Nickel West contributes just a fraction to BHP’s profit, accounting for just $42 million (34.6 million pounds) of underlying earnings in the December half-year, compared with $3.5 billion from its iron ore unit.

After years on the block, BHP declared its nickel business core in May on the back of promising demand expectations from the electric vehicle industry.

BHP, like its peers, is ploughing more investment into large-scale growth. However, it is no small feat for the world’s biggest miner to create a top-tier, low-cost business that can make an impact on its bottom line, according to analysts and investors.

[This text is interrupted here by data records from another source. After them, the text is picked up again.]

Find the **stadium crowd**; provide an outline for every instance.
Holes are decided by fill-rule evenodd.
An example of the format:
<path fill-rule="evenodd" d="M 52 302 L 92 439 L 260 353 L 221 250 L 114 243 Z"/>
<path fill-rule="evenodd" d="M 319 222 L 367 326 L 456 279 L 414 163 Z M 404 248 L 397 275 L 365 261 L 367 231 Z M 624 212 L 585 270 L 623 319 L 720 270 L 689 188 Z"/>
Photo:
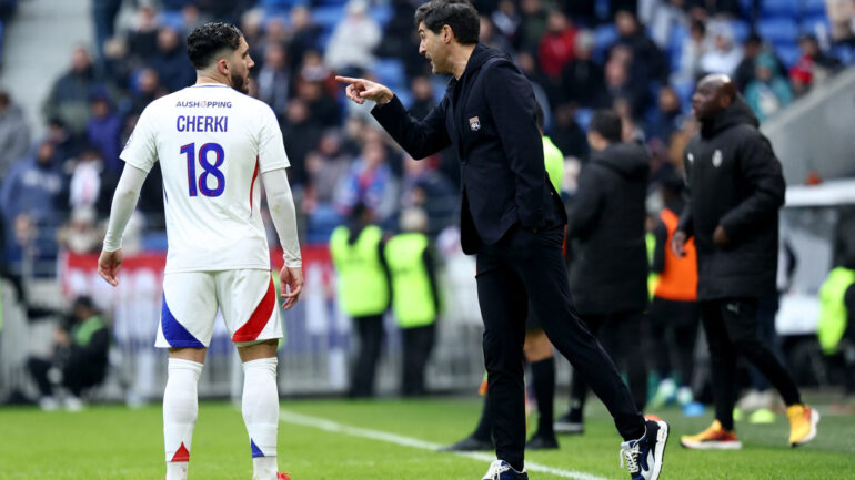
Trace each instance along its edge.
<path fill-rule="evenodd" d="M 412 161 L 365 110 L 345 105 L 333 80 L 378 79 L 414 115 L 426 114 L 444 85 L 418 54 L 412 14 L 419 2 L 139 3 L 133 22 L 121 28 L 121 0 L 94 2 L 94 48 L 76 48 L 68 71 L 53 82 L 44 99 L 44 137 L 30 139 L 14 99 L 0 95 L 0 208 L 3 255 L 12 269 L 31 255 L 47 261 L 42 273 L 51 275 L 59 248 L 99 247 L 122 145 L 149 102 L 193 82 L 184 37 L 211 19 L 239 24 L 251 47 L 251 94 L 280 119 L 304 241 L 325 243 L 356 202 L 390 229 L 409 206 L 426 210 L 431 235 L 453 224 L 455 152 Z M 701 75 L 732 75 L 764 121 L 851 60 L 846 44 L 829 45 L 822 34 L 822 1 L 474 3 L 482 14 L 481 41 L 511 54 L 535 85 L 546 133 L 571 166 L 562 182 L 567 198 L 587 155 L 584 132 L 593 109 L 614 109 L 625 140 L 647 146 L 653 193 L 680 168 L 696 129 L 687 109 Z M 152 175 L 132 228 L 137 234 L 129 236 L 139 248 L 158 249 L 165 235 L 157 168 Z"/>

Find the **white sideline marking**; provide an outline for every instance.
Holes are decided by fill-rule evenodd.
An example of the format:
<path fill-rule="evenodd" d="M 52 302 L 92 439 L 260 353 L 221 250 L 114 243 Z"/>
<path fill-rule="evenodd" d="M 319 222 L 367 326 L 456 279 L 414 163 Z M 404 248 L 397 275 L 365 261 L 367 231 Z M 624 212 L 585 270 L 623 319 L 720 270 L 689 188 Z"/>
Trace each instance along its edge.
<path fill-rule="evenodd" d="M 342 425 L 332 420 L 326 420 L 325 418 L 311 417 L 308 415 L 296 413 L 284 409 L 280 410 L 279 421 L 299 425 L 302 427 L 316 428 L 319 430 L 324 430 L 332 433 L 344 433 L 351 437 L 361 437 L 361 438 L 368 438 L 371 440 L 385 441 L 388 443 L 394 443 L 394 445 L 400 445 L 404 447 L 419 448 L 422 450 L 436 451 L 436 449 L 441 447 L 437 443 L 419 440 L 418 438 L 404 437 L 402 435 L 390 433 L 388 431 L 371 430 L 368 428 L 360 428 L 360 427 L 351 427 L 351 426 Z M 469 452 L 469 451 L 455 451 L 450 453 L 454 453 L 459 457 L 471 458 L 473 460 L 484 461 L 487 463 L 495 460 L 495 456 L 489 455 L 489 453 L 479 453 L 479 452 Z M 554 474 L 556 477 L 563 477 L 563 478 L 570 478 L 570 479 L 576 479 L 576 480 L 608 480 L 604 477 L 597 477 L 595 474 L 585 473 L 582 471 L 562 470 L 559 468 L 549 467 L 545 464 L 540 464 L 527 460 L 525 461 L 525 469 L 530 471 L 539 471 L 543 473 Z"/>

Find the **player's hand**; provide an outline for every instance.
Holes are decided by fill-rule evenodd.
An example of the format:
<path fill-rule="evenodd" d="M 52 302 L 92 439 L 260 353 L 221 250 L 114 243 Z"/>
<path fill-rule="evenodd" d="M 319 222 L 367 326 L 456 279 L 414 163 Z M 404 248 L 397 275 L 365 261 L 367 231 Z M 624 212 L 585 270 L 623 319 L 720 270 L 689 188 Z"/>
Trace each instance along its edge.
<path fill-rule="evenodd" d="M 674 255 L 682 257 L 686 254 L 686 233 L 678 229 L 674 232 L 674 236 L 671 238 L 671 252 Z"/>
<path fill-rule="evenodd" d="M 348 83 L 344 93 L 360 105 L 365 103 L 365 100 L 373 100 L 380 104 L 389 103 L 394 96 L 394 93 L 389 88 L 371 80 L 339 75 L 335 76 L 335 80 Z"/>
<path fill-rule="evenodd" d="M 121 248 L 115 252 L 101 251 L 101 256 L 98 258 L 98 274 L 108 284 L 112 286 L 119 285 L 119 279 L 115 277 L 122 267 L 122 261 L 124 261 L 124 254 Z"/>
<path fill-rule="evenodd" d="M 718 248 L 724 248 L 731 244 L 731 237 L 727 236 L 727 232 L 721 225 L 715 227 L 715 232 L 713 232 L 713 244 Z"/>
<path fill-rule="evenodd" d="M 300 294 L 303 292 L 303 269 L 284 266 L 279 272 L 279 296 L 285 299 L 282 308 L 288 310 L 300 299 Z"/>

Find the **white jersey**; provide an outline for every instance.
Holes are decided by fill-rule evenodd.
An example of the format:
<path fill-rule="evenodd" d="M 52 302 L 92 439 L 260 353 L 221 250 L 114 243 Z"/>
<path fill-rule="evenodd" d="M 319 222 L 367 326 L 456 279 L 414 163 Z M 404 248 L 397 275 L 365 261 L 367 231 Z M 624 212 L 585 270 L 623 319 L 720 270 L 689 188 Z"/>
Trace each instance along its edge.
<path fill-rule="evenodd" d="M 145 172 L 160 161 L 165 273 L 270 269 L 259 176 L 290 165 L 270 106 L 219 83 L 189 86 L 145 108 L 120 156 Z"/>

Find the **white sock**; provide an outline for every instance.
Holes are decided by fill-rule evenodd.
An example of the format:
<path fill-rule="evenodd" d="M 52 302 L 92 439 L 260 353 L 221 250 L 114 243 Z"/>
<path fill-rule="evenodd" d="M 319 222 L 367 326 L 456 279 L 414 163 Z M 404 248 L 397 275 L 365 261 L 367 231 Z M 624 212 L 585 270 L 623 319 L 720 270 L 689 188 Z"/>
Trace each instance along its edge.
<path fill-rule="evenodd" d="M 243 364 L 243 421 L 250 435 L 253 480 L 276 480 L 276 432 L 279 392 L 276 359 L 261 358 Z"/>
<path fill-rule="evenodd" d="M 169 378 L 163 391 L 163 443 L 167 453 L 167 480 L 185 480 L 193 427 L 199 413 L 197 385 L 202 364 L 180 358 L 169 359 Z"/>

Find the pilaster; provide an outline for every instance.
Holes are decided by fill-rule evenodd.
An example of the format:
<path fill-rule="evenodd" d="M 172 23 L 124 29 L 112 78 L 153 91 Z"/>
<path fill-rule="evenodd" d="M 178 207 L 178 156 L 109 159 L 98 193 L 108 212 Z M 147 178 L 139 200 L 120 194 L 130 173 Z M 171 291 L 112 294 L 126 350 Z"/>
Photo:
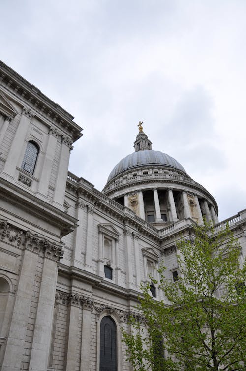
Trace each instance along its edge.
<path fill-rule="evenodd" d="M 58 262 L 45 256 L 29 369 L 46 371 L 56 293 Z"/>
<path fill-rule="evenodd" d="M 27 136 L 28 127 L 33 115 L 29 109 L 24 108 L 22 114 L 11 146 L 5 163 L 2 172 L 9 176 L 14 177 L 15 169 L 20 164 L 21 152 Z"/>
<path fill-rule="evenodd" d="M 11 120 L 12 117 L 10 117 L 10 116 L 6 117 L 3 122 L 3 124 L 1 128 L 1 130 L 0 131 L 0 147 L 3 140 L 3 138 L 5 136 L 5 135 L 6 134 L 6 132 L 7 131 L 9 124 Z"/>
<path fill-rule="evenodd" d="M 178 220 L 178 218 L 177 217 L 176 208 L 175 207 L 175 202 L 174 202 L 172 188 L 168 188 L 168 200 L 170 203 L 172 220 L 175 222 L 176 220 Z"/>
<path fill-rule="evenodd" d="M 90 271 L 92 271 L 92 251 L 93 248 L 93 220 L 94 208 L 87 206 L 87 228 L 86 236 L 86 256 L 85 265 Z"/>
<path fill-rule="evenodd" d="M 77 268 L 81 267 L 81 250 L 83 240 L 83 228 L 86 216 L 87 206 L 84 202 L 79 199 L 76 204 L 76 216 L 78 226 L 74 231 L 74 248 L 73 251 L 72 265 Z"/>
<path fill-rule="evenodd" d="M 63 208 L 64 196 L 66 186 L 70 151 L 72 149 L 72 141 L 69 138 L 62 138 L 59 165 L 57 171 L 54 201 Z"/>
<path fill-rule="evenodd" d="M 51 128 L 49 132 L 45 157 L 40 175 L 41 181 L 39 182 L 38 187 L 38 192 L 45 196 L 47 196 L 48 194 L 52 164 L 59 135 L 59 133 L 57 130 Z"/>
<path fill-rule="evenodd" d="M 196 209 L 197 210 L 197 214 L 198 215 L 198 223 L 199 224 L 203 224 L 203 218 L 202 217 L 202 214 L 201 211 L 201 207 L 200 206 L 200 203 L 197 195 L 195 194 L 194 194 L 194 199 L 196 202 Z"/>
<path fill-rule="evenodd" d="M 155 215 L 156 216 L 156 222 L 162 222 L 162 219 L 160 215 L 160 203 L 159 202 L 159 197 L 158 196 L 158 190 L 157 188 L 153 188 L 154 200 L 154 208 L 155 209 Z"/>
<path fill-rule="evenodd" d="M 137 287 L 139 287 L 141 281 L 139 246 L 138 244 L 138 235 L 135 232 L 133 232 L 133 241 L 134 246 L 135 269 L 136 271 L 136 285 Z"/>
<path fill-rule="evenodd" d="M 82 312 L 81 353 L 83 354 L 83 357 L 81 357 L 80 361 L 80 371 L 89 371 L 91 368 L 91 310 L 89 308 L 84 307 Z"/>
<path fill-rule="evenodd" d="M 205 209 L 206 218 L 207 222 L 210 222 L 212 220 L 212 217 L 209 211 L 209 207 L 207 202 L 207 200 L 204 200 L 203 201 L 203 204 L 204 205 L 204 208 Z"/>
<path fill-rule="evenodd" d="M 79 305 L 72 298 L 68 304 L 67 318 L 67 344 L 66 347 L 66 371 L 74 371 L 76 369 L 76 350 L 79 327 Z M 83 333 L 82 333 L 83 334 Z M 83 334 L 84 336 L 84 334 Z M 83 353 L 84 354 L 84 353 Z"/>
<path fill-rule="evenodd" d="M 184 191 L 182 192 L 182 197 L 184 206 L 184 212 L 185 218 L 191 218 L 190 210 L 188 202 L 188 197 L 187 193 Z"/>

“The electrification of transport is certainly shaping our long-run view of nickel as an attractive commodity,” Haegel told the Diggers and Dealers mining conference in Western Australia.

For higher Australian nickel volumes, BHP has been investing in exploration in new areas and around existing mines, as well as in debottlenecking for its Mt Keith concentrator, Kalgoorlie Nickel Smelter, and Kwinana refinery.

“These pathways have the potential to create a BHP-scale business,” Haegel said, according to a copy of his speech.

BHP has boosted its nickel reserves by 77% to 1.5 million tonnes this year, and has secured a 13,000 kilometre exploration area in Western Australia, roughly the size of Qatar, along the state’s southern coast.

BHP Group plans to start production of nickel sulphate in the second quarter of next year, as it ramps up sales of its nickel products to the battery industry, Haegel said on Friday.

As more EVs take to the road in coming years, each of them will carry higher nickel volumes, as makers transition to larger batteries and nickel-rich technology to allow for longer distances, taking market share from other battery types, Haegel said.

Demand for the raw materials for EVs is expected to boom, although lithium miners have faced a rocky time this year after a supply glut hammered prices.

A 60kilowatt hour nickel-manganese-cobalt (NMC811) battery needs 9kg of cobalt, 11kg of lithium and 70kg of nickel, he said.

“Clearly, these changes will drive a significant increase in global nickel demand, but not just yet … We do not expect to see a meaningful impact on the nickel market from batteries until the mid – late 2020s,” he said.